Le directeur d’Amazon avait malicieusement souligné que sa compagnie avait toujours des « campagnes exploratoires » et Ensisheim, comme la double plateforme près de Belfort pourraient en faire partie. À la foule, Loïc Minery annonce qu’une nouvelle étude internationale sur le rapport entre emplois créés et emplois détruits paraîtra le lendemain, vendredi 4 décembre, jour du « Black friday » décalé en France.
« Un complexe d’infériorité »
Au micro à son tour, Joseph Baumann, représentant d’Alsace nature et du Réseau urgence climatique sud Alsace (Rucsa) parle d’un « film d’horreur » concernant les terres agricoles où se pratiquait « du maraîchage et des cultures de fraisiers en libre cueillette ». « L’agriculteur est décédé sans successeur en décembre 2018, la vente s’est faite en mars et en juin 2019, la demande d’aménagement était lancée », détaille-t-il ensuite.
Le militant écologiste livre son analyse :
« Cette partie du Haut-Rhin a un complexe d’infériorité, car il n’y a pas de grande ville comme Colmar ou Mulhouse. Après la fermeture des mines de potasses et maintenant de la centrale de Fessenheim, elle veut des compensations et se démarquer. Lors du dernier conseil municipal d’Ensisheim, le maire Michel Habig a lancé un programme immobilier de 500 logements qu’il justifie pour loger les futurs employés de la plateforme logistique et dynamiser la commune. Mais avec la qualité d’emplois proposés, ces personnes ne pourront pas occuper ces appartements. »

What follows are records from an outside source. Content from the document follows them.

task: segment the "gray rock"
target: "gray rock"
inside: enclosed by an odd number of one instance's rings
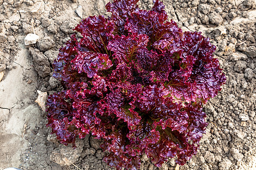
[[[44,52],[53,47],[55,42],[50,37],[44,37],[38,43],[38,49],[43,52]]]
[[[50,24],[47,27],[47,30],[53,34],[57,34],[58,33],[58,28],[53,24]]]
[[[256,47],[255,46],[250,46],[246,48],[245,53],[249,57],[254,58],[256,56]]]
[[[247,68],[245,70],[245,77],[249,80],[251,80],[254,77],[255,74],[253,73],[253,70],[250,68]]]
[[[205,152],[205,155],[204,157],[205,161],[209,164],[215,162],[214,155],[208,151]]]
[[[81,18],[82,18],[82,7],[81,5],[79,5],[77,8],[76,9],[76,10],[75,10],[75,11],[76,12],[76,14],[77,14],[77,15]]]
[[[220,14],[213,12],[209,15],[209,19],[212,24],[220,25],[223,22],[223,18]]]
[[[11,27],[11,29],[14,31],[14,32],[17,32],[18,29],[19,29],[19,27],[18,26],[13,26]]]
[[[249,120],[248,115],[245,114],[240,114],[239,118],[240,118],[242,121],[247,121]]]
[[[254,111],[250,111],[249,112],[249,116],[251,117],[254,117],[255,116],[255,112]]]
[[[32,26],[26,23],[23,23],[22,24],[22,28],[23,29],[23,32],[26,34],[32,33],[33,32]]]
[[[237,17],[237,14],[234,11],[230,12],[229,14],[229,17],[230,19],[233,19],[236,17]]]
[[[12,43],[15,41],[16,39],[14,37],[14,36],[11,36],[7,37],[7,40],[10,43]]]
[[[0,72],[3,71],[6,69],[6,66],[4,63],[0,63]]]
[[[72,21],[65,21],[60,26],[60,29],[65,33],[72,33],[74,32],[73,29],[76,26],[76,23],[72,22]]]
[[[209,170],[209,166],[207,165],[207,164],[203,164],[203,165],[202,165],[202,169],[204,169],[204,170]]]
[[[224,52],[226,48],[226,45],[228,44],[228,41],[226,39],[220,40],[218,43],[218,49],[221,52]]]
[[[47,57],[37,49],[30,47],[28,51],[32,57],[34,67],[39,76],[43,78],[48,76],[51,68]]]
[[[48,59],[49,59],[51,63],[53,62],[54,60],[57,58],[58,54],[59,51],[55,51],[52,49],[49,49],[44,52],[44,55],[46,55],[46,56],[47,57]]]
[[[28,33],[24,39],[24,42],[25,45],[29,45],[34,44],[36,44],[36,42],[40,39],[39,36],[34,33]]]
[[[53,76],[50,77],[49,80],[49,84],[52,88],[57,86],[58,80]]]
[[[198,160],[198,162],[199,162],[199,163],[200,163],[200,164],[203,164],[205,162],[205,161],[204,160],[204,158],[203,156],[200,156],[199,158],[197,158],[197,160]]]
[[[46,28],[49,26],[51,22],[48,18],[44,18],[41,20],[42,26],[43,27]]]
[[[76,148],[71,146],[60,144],[55,149],[50,155],[50,160],[61,166],[70,166],[77,162],[83,150],[81,140],[76,141]]]
[[[246,60],[247,58],[248,58],[248,57],[246,54],[240,52],[232,53],[231,57],[232,57],[231,59],[233,61],[238,61],[240,60]]]
[[[191,2],[192,6],[195,7],[199,5],[199,0],[194,0]]]
[[[243,158],[243,155],[239,152],[238,150],[235,148],[232,148],[230,154],[237,161],[241,161]]]
[[[205,24],[209,24],[208,16],[205,15],[203,16],[203,17],[201,18],[200,20],[201,20],[201,22],[202,22],[202,23]]]
[[[232,163],[229,159],[224,158],[218,164],[218,168],[220,170],[228,170],[232,165]]]
[[[246,67],[246,62],[245,61],[239,60],[237,61],[234,67],[234,70],[240,72]]]
[[[255,7],[255,0],[245,0],[243,2],[242,10],[248,10],[250,8],[253,8]]]
[[[210,6],[208,4],[200,4],[198,6],[198,10],[205,15],[208,14],[210,10]]]

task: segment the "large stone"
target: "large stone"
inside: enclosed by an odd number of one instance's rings
[[[31,45],[36,44],[36,42],[39,40],[40,37],[36,34],[34,33],[28,33],[24,40],[24,42],[26,45]]]

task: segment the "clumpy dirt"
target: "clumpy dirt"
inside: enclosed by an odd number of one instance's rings
[[[106,0],[0,0],[0,169],[111,169],[101,141],[88,135],[76,150],[59,144],[35,103],[37,90],[60,90],[51,77],[58,49],[80,16],[107,15]],[[207,133],[184,166],[162,168],[146,156],[141,169],[256,169],[256,4],[254,0],[164,0],[169,19],[183,31],[201,31],[216,45],[226,84],[205,106]],[[152,0],[139,2],[149,9]],[[24,45],[28,33],[36,44]],[[112,168],[113,169],[113,168]]]

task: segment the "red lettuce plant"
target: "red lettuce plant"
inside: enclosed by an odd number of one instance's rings
[[[209,39],[167,22],[162,2],[147,11],[138,1],[114,0],[111,17],[75,28],[82,38],[71,36],[53,63],[64,90],[48,97],[47,125],[64,144],[102,139],[118,169],[138,169],[143,154],[158,167],[175,156],[183,165],[205,133],[202,104],[226,78]]]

Les prises de paroles se succèdent pendant plus d’une heure. Les participants, beaucoup de retraités en ce jeudi après-midi, sautillent pour se réchauffer par 5 degrés. « Il faudrait du vin chaud », lance une manifestante.
Une autorisation susceptible de recours
Agnès Helle brandit une pancarte avec le portrait de Jeff Bezos, le patron de la multinationale. L’inscription rappelle que sa fortune a atteint 200 milliards de dollars en 2020. « Déjà là en novembre », elle représente l’ONG internationale CCFD Terre Solidaire, dont l’antenne haut-rhinoise a rejoint cette mobilisation. Ses motivations contre Amazon en Alsace ? « L’évasion fiscale et la pauvreté engendrée » :
« Les inégalités se creusent. Avec le dérèglement climatique que l’on génère, les plus pauvres vont le payer, encore plus que nous. La problématique de la consommation des terres est la même ici ou au bout du monde. »
Grâce à ce vote, le préfet pourra signer une autorisation environnementale. Plusieurs organisations ont l’intention de l’attaquer devant le tribunal administratif.